Inpainting missing data

Missing data in an image can be an issue, especially when one wants to perform Fourier analysis. This tutorial explains how to fill-up missing pixels with values which looks “realistic” and introduce as little perturbation as possible for subsequent analysis. The user should keep the mask nearby and only consider the values of actual pixels and never the one inpainted.

This tutorial will use fully synthetic data to allow comparison between actual (syntetic) data with inpainted values.

The first part of the tutorial is about the generation of a challenging 2D diffraction image with realistic noise and to describe the metric used, then comes the actual tutorial on how to use the inpainting. Finally a benchmark is used based on the metric determined.

Creation of the image

A realistic challenging image should contain:

  • Bragg peak rings. We chose LaB6 as guinea-pig, with very sharp peaks, at the limit of the resolution of the detector

  • Some amorphous content

  • strong polarization effect

  • Poissonian noise

One image will be generated but then multiple ones with different noise to discriminate the effect of the noise from other effects.

[1]:
%matplotlib inline
# Used for documentation to inline plots into notebook
# %matplotlib widget
# uncomment the later for better UI
from matplotlib.pyplot import subplots
import numpy
[2]:
import pyFAI
print("Using pyFAI version: ", pyFAI.version)
from pyFAI.azimuthalIntegrator import AzimuthalIntegrator
from pyFAI.gui import jupyter
import pyFAI.test.utilstest
from pyFAI.calibrant import get_calibrant
import time
start_time = time.perf_counter()
Using pyFAI version:  2023.10.0-dev0
[3]:
detector = pyFAI.detector_factory("Pilatus2MCdTe")
mask = detector.mask.copy()
nomask = numpy.zeros_like(mask)
detector.mask=nomask
ai = AzimuthalIntegrator(detector=detector)
ai.setFit2D(200, 200, 200)
ai.wavelength = 3e-11
print(ai)
Detector Pilatus CdTe 2M         PixelSize= 1.720e-04, 1.720e-04 m
Wavelength= 3.000000e-11 m
SampleDetDist= 2.000000e-01 m   PONI= 3.440000e-02, 3.440000e-02 m      rot1=0.000000  rot2=0.000000  rot3=0.000000 rad
DirectBeamDist= 200.000 mm      Center: x=200.000, y=200.000 pix        Tilt= 0.000° tiltPlanRotation= 0.000° 𝛌= 0.300Å
[4]:
LaB6 = get_calibrant("LaB6")
LaB6.wavelength = ai.wavelength
print(LaB6)
r = ai.array_from_unit(unit="q_nm^-1")
decay_b = numpy.exp(-(r-50)**2/2000)
bragg = LaB6.fake_calibration_image(ai, Imax=1e4, W=1e-6) * ai.polarization(factor=1.0) * decay_b
decay_a = numpy.exp(-r/100)
amorphous = 1000*ai.polarization(factor=1.0)*ai.solidAngleArray() * decay_a
img_nomask = bragg + amorphous
#Not the same noise function for all images two images
img_nomask = numpy.random.poisson(img_nomask)
img_nomask2 = numpy.random.poisson(img_nomask)
img = numpy.random.poisson(img_nomask)
img[numpy.where(mask)] = -1
fig,ax = subplots(1,2, figsize=(10,5))
jupyter.display(img=img, label="With mask", ax=ax[0])
jupyter.display(img=img_nomask, label="Without mask", ax=ax[1])
LaB6 Calibrant with 640 reflections at wavelength 3e-11
[4]:
<Axes: title={'center': 'Without mask'}>
../../../_images/usage_tutorial_Inpainting_Inpainting_4_2.png

Note the aliassing effect on the displayed images.

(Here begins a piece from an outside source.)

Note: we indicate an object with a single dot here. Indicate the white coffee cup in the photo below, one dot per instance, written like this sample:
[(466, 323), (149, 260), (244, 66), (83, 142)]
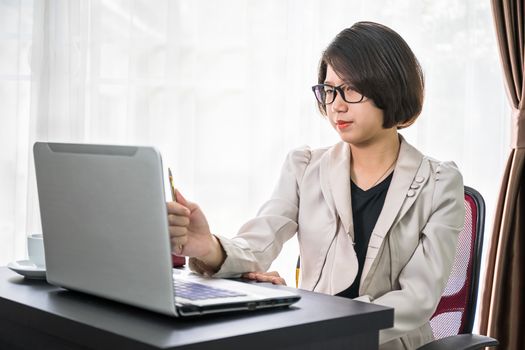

We will measure now the effect after 1D intergeration. We do not correct for polarization on purpose to highlight the defect one wishes to whipe out. We use a R-factor to describe the quality of the 1D-integrated signal.

[5]:
wo = ai.integrate1d(img_nomask, 2000, unit="q_nm^-1", method="splitpixel", radial_range=(0,210))
wo2 = ai.integrate1d(img_nomask2, 2000, unit="q_nm^-1", method="splitpixel", radial_range=(0,210))
wm = ai.integrate1d(img, 2000, unit="q_nm^-1", method="splitpixel", mask=mask, radial_range=(0,210))
ax = jupyter.plot1d(wm , label="with_mask")
ax.plot(*wo, label="without_mask")
ax.plot(*wo2, label="without_mask2")
ax.plot(wo.radial, wo.intensity-wm.intensity, label="delta")
ax.plot(wo.radial, wo.intensity-wo2.intensity, label="relative-error")
ax.legend()
print("Between masked and non masked image R= %s"%pyFAI.utils.mathutil.rwp(wm,wo))
print("Between two different non-masked images R'= %s"%pyFAI.utils.mathutil.rwp(wo2,wo))
Between masked and non masked image R= 5.672788607265195
Between two different non-masked images R'= 0.450718545240364
../../../_images/usage_tutorial_Inpainting_Inpainting_6_1.png
[6]:
# Effect of the noise on the delta image
fig, ax = subplots()
jupyter.display(img=img_nomask-img_nomask2, label="Delta due to noise", ax=ax)
ax.figure.colorbar(ax.images[0])
[6]:
<matplotlib.colorbar.Colorbar at 0x7f6e3956b450>
../../../_images/usage_tutorial_Inpainting_Inpainting_7_1.png

Inpainting

This part describes how to paint the missing pixels for having a “natural-looking image”. The delta image contains the difference with the original image

[7]:
#Inpainting:
inpainted = ai.inpainting(img, mask=mask, poissonian=True)
fig, ax = subplots(1, 2, figsize=(12,5))
jupyter.display(img=inpainted, label="Inpainted", ax=ax[0])
jupyter.display(img=img_nomask-inpainted, label="Delta", ax=ax[1])
ax[1].figure.colorbar(ax[1].images[0])
[7]:
<matplotlib.colorbar.Colorbar at 0x7f6e39554b50>
../../../_images/usage_tutorial_Inpainting_Inpainting_9_1.png
[8]:
# Comparison of the inpained image with the original one:
wm = ai.integrate1d(inpainted, 2000, unit="q_nm^-1", method="splitpixel", radial_range=(0,210))
wo = ai.integrate1d(img_nomask, 2000, unit="q_nm^-1", method="splitpixel", radial_range=(0,210))
ax = jupyter.plot1d(wm , label="inpainted")
ax.plot(*wo, label="without_mask")
ax.plot(wo.radial, wo.intensity-wm.intensity, label="delta")
ax.legend()
print("R= %s"%pyFAI.utils.mathutil.rwp(wm,wo))
R= 1.2551261451881464
../../../_images/usage_tutorial_Inpainting_Inpainting_10_1.png

One can see by zooming in that the main effect on inpainting is a broadening of the signal in the inpainted region. This could (partially) be adressed by increasing the number of radial bins used in the inpainting.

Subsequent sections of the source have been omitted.